3.2. Determination of the Apparent Dissociation Constant (K_d) of the Monoclonal Anti-LpqH Using ELISA

ELISA was performed to provide a quantitative analysis of the interaction of the anti-LpqH and the MTb. lipoprotein LpqH by calculating the apparent dissociation constant ($K_d^{app}$) of the immunocomplex formation. Figure 3a shows the relative absorbance measured for each anti-LpqH dilution titrated with the lipoprotein. The ${IC}_{50}$ was obtained at 50% relative absorbance $\left(i=0.50\right)$ and is equal to 3.140, with the anti-LpqH exact dilution of $7.24\times {10}^{-4}$. The ${IC}_{50}$ was used to calculate the corrected parameters of the linearized curve, with the slope $m=\left(\frac{1}{K_d^{app}}\right)$ = 100.00 and the y-intercept $\left(b\right)$ = −1.8550. The value of $\frac{1}{K_d^{app}}$ implies that with 1000-fold dilution, an effective performance of the anti-LpqH can be anticipated in detecting the LpqH lipoprotein using ELISA. This value was used as the basis for the dilution of the anti-LpqH used in the electrochemical biosensor.
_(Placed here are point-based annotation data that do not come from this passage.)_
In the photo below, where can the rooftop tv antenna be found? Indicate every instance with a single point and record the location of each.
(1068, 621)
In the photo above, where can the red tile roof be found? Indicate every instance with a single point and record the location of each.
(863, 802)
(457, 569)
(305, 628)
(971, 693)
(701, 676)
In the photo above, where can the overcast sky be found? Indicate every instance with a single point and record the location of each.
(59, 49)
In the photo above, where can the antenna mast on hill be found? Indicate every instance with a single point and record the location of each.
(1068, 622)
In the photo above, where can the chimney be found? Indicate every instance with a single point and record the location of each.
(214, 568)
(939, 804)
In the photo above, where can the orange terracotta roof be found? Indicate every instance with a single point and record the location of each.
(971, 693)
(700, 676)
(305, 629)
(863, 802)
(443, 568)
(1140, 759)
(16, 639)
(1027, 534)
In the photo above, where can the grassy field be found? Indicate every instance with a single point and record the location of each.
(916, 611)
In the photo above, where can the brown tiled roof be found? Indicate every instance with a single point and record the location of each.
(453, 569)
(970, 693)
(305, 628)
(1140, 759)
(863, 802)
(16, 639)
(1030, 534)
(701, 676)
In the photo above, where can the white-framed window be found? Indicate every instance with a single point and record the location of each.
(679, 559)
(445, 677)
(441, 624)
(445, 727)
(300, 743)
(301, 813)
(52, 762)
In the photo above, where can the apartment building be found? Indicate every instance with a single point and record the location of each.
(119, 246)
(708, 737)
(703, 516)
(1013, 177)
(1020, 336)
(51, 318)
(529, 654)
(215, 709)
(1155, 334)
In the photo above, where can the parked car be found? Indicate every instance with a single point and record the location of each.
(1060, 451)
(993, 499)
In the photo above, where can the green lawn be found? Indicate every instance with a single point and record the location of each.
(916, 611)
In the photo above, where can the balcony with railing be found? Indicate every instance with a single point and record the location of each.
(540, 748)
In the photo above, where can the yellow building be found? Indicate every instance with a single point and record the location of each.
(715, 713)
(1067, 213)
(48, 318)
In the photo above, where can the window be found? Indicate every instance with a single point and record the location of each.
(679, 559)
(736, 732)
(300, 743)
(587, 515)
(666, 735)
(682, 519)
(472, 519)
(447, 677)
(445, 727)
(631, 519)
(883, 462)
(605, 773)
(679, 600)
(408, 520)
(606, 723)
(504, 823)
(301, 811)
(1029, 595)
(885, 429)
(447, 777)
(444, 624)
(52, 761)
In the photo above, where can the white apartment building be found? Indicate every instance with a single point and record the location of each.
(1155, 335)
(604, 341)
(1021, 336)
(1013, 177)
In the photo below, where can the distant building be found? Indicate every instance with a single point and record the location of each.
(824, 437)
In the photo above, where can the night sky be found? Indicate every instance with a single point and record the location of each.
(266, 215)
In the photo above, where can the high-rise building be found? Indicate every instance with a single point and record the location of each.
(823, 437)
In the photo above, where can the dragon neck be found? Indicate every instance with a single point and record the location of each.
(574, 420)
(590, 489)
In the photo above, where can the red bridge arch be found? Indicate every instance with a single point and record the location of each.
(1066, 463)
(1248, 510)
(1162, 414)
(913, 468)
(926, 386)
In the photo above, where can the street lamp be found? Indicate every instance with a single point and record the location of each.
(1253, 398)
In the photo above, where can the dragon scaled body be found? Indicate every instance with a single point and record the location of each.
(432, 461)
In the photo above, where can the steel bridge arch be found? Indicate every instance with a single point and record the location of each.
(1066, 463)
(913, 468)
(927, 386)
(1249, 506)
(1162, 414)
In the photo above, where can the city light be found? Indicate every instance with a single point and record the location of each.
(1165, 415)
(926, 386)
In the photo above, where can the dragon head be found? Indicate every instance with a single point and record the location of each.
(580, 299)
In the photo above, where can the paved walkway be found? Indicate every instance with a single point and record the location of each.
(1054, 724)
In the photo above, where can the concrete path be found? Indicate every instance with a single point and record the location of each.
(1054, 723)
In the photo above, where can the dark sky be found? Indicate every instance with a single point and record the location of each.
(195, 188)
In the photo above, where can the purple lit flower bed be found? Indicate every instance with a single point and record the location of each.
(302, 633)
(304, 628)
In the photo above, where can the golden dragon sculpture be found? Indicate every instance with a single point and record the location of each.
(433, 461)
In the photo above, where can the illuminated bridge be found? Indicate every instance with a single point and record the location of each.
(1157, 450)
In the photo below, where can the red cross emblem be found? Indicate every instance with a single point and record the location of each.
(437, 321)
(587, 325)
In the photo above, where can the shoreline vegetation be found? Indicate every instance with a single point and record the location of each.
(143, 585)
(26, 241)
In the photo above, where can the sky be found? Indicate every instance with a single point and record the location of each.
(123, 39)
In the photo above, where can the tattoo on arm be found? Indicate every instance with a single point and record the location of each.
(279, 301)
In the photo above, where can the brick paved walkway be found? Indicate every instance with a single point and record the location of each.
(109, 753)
3.3. Cyclic Voltammetry and Determination of Limit of Detection

The resulting voltammogram from testing various MTb LpqH concentrations is shown in Figure 4a. The shift in the measured anodic current is highly recognizable as the concentration of the antigen increases. Using the anodic peak current, a linear curve was created as shown in Figure 4b. The limit of detection was computed as 2.0923 µM (39.7545 µg/mL) Mtb LpqH.

4. Discussion

The AbMNP bio-composite acts as a nanocarrier and captures the target MTb LpqH. Using IONP as its magnetic core, AbMNP is easy to collect, wash, and handle using a simple magnet. Reports showed that IONP is electrocatalytic; thus, it can promote the breakdown or release of the anti-LpqH upon interacting with the antigen and/or while current is applied. Biological molecules are non-conductive and their release from the bio-composite’s surface supports electric conduction. The LOD can be improved further by optimizing the density of the anti-LpqH or by incorporating an electroactive or electrocatalytic label that can induce a redox reaction with the Ag-Ab interaction.